Law Enforcement & Legal

Notes for UK law enforcement and legal practitioners engaging polygraph services: PCSOT context, the HMPPS statutory regime, evidential weight, and how to instruct a compliant examination.

Polygraph in Law Enforcement and Legal Practice

This page is for UK law enforcement professionals, probation and HMPPS staff, prosecutors, defence practitioners, and other legal professionals who may encounter or commission polygraph examinations.

Statutory Context

Mandatory polygraph testing in England and Wales is administered by HM Prison and Probation Service under:

  1. sections 28 to 30 of the Offender Management Act 2007 (specified sex offenders on licence); and
  2. section 76 of the Domestic Abuse Act 2021 (specified domestic abuse perpetrators on licence).

Outside those statutory contexts, polygraph examinations in the UK are consensual and conducted for investigative, corporate, or private purposes.

Evidential Status

Polygraph results are generally not admitted in UK criminal proceedings.
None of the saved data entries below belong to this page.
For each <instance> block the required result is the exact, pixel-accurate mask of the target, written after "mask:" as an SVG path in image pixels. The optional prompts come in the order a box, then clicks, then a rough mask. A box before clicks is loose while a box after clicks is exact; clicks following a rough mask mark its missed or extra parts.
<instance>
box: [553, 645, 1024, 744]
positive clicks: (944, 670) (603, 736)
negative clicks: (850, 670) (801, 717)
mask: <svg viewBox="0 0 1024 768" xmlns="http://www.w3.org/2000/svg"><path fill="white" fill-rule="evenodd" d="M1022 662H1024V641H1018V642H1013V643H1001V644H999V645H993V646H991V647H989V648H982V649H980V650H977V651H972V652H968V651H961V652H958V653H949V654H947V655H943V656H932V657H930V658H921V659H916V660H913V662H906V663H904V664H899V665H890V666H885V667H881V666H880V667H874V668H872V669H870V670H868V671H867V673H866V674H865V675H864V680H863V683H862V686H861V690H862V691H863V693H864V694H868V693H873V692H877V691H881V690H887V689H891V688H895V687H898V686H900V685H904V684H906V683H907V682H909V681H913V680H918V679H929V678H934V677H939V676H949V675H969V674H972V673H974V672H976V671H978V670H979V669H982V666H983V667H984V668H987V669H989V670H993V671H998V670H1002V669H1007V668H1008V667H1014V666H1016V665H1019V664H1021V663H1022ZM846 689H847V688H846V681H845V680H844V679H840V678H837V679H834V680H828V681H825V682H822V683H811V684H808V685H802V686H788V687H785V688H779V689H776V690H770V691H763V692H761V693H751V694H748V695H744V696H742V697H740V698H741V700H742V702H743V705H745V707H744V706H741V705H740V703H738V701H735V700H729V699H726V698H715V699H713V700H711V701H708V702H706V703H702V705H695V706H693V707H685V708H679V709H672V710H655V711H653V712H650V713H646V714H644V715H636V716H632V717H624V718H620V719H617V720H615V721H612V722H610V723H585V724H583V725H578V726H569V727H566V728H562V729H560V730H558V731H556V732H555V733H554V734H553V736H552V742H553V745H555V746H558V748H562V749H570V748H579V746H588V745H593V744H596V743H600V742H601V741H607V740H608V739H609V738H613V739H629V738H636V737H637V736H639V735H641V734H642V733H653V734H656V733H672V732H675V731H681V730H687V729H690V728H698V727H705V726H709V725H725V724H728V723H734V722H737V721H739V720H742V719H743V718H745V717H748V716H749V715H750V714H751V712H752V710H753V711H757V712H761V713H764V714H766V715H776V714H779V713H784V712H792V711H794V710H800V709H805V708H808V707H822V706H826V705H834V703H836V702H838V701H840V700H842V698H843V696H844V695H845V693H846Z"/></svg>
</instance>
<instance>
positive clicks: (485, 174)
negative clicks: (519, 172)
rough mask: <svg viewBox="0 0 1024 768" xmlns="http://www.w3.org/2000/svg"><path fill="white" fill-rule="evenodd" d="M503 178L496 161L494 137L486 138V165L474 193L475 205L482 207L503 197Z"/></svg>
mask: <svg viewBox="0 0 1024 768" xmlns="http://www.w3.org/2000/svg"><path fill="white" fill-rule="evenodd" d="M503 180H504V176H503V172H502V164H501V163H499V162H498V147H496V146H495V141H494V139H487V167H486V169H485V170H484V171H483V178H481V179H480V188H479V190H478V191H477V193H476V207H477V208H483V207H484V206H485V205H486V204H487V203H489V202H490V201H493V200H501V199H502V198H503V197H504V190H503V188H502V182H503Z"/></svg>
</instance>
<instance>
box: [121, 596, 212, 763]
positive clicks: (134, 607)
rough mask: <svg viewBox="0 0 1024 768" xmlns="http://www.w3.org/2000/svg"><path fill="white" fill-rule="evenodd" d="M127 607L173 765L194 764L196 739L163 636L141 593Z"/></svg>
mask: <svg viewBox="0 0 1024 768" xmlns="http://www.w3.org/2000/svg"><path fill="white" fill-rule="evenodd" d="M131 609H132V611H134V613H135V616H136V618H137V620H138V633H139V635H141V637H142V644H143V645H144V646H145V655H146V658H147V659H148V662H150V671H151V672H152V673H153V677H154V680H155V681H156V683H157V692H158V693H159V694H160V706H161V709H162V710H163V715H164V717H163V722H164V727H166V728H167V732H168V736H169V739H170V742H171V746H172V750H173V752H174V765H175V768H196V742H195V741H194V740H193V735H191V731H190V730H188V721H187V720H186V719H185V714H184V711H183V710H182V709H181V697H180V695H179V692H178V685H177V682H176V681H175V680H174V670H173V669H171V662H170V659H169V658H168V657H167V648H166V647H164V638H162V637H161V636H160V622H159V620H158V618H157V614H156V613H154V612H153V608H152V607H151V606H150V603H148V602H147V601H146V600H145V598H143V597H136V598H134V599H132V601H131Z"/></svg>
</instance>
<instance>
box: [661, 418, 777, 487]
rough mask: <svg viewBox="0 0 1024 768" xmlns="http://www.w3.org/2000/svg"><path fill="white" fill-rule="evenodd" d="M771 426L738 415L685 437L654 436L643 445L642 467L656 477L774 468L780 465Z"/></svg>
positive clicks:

In civil, family, employment, and regulatory contexts, admissibility and weight are matters for the tribunal or court concerned.

Statements made by an offender during a polygraph examination conducted under the statutory licence-condition regime cannot be used as evidence in criminal proceedings against the offender.

Operational Considerations

Where a polygraph examination is considered in an investigative or legal context:

  1. identify the purpose — investigative, evidentiary, screening, or post-conviction;
  2. confirm the lawful basis for the examination (consent or statutory authority);
  3. consider data protection implications under the UK GDPR and the Data Protection Act 2018, and any relevant law enforcement data protection regime;
  4. instruct a BPS-listed examiner with the relevant specialism;
  5. agree the scope of the instruction, the issues to be tested, and the use of the resulting report in writing.

PCSOT Examinations

Post-Conviction Sex Offender Testing (PCSOT) requires specialised training. BPS members conducting PCSOT examinations must hold a certificate evidencing a minimum of 40 hours of specialised PCSOT instruction consistent with APA standards, and must comply with both the BPS Standards of Practice and any policies or contractual obligations imposed by HMPPS.

Using the BPS Directory

The BPS directory identifies examiners who meet the Society’s admission criteria and are bound by its Code of Ethics. Filter by specialism (for example PCSOT, law enforcement, corporate, or private) to match the examiner to the requirement.

Quality Assurance

BPS members are required to document examinations to a standard that allows replication of the analysis and conclusion by a reviewing examiner. The Standards of Practice set out the minimum material that must be retained and produced on a quality-control review.

Complaints

Complaints about a BPS member’s conduct may be made to the Secretary under the Complaints, Discipline and Appeals Procedure. The Society has no statutory or regulatory role; its sanctions operate as between the Society and the member, and do not displace any right to pursue legal or regulatory remedies elsewhere.